PICICA: "O antagonismo central em 2014 não é, como na Copa, uma disputa entre
estados-nação, mas sim o capital contra a multidão em escala global, o
que perpassa os Estados. O Estado brasileiro só interessa quando posto
em função da luta global por democracia, o que importa num movimento
externo e um outro interno de democratização, sem ressalvas. Nenhuma
violência pode ser tolerada, ou criticada seletivamente, sob os
auspícios de uma revolução socialista silenciosa vinda de alguma
burocracia celeste, se é que alguém realmente acredita nisso. É tudo
muito simples: Gaza e o Complexo da Maré são metrópoles do mesmo país."

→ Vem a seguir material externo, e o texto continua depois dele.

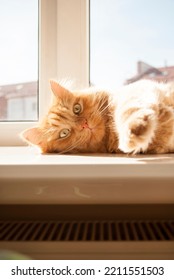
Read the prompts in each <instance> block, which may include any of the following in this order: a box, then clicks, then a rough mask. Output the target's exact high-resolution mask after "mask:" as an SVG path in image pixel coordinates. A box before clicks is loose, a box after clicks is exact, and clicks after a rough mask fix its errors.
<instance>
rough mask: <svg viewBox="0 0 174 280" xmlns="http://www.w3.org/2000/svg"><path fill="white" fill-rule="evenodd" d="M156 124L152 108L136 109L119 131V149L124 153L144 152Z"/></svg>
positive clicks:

Diário da Terra do Nunca: a Palestina é Aqui
Gaza sob ataque de Israel |
No ano do centenário da Primeira Grande Guerra estamos, ironicamente, às
voltas com um quadro agitadíssimo: cenários de guerra tomam conta da
Ucrânia, Síria, Iraque e, sobretudo, a Palestina -- e o massacre de Gaza
toma conta do noticiário --, as potências do mundo emergente se unem
nos BRICS -- numa alternativa ao mundo americanocêntrico --, o Brasil
segue agitado em sua política, depois das Jornadas de Junho, uma série de prisões políticas é empreendida -- inclusive com a pirotécnica operação que prendeu dezenas de militantes no Rio de Janeiro, os quais foram recém-libertos, muito embora continuam a responder a processo criminal.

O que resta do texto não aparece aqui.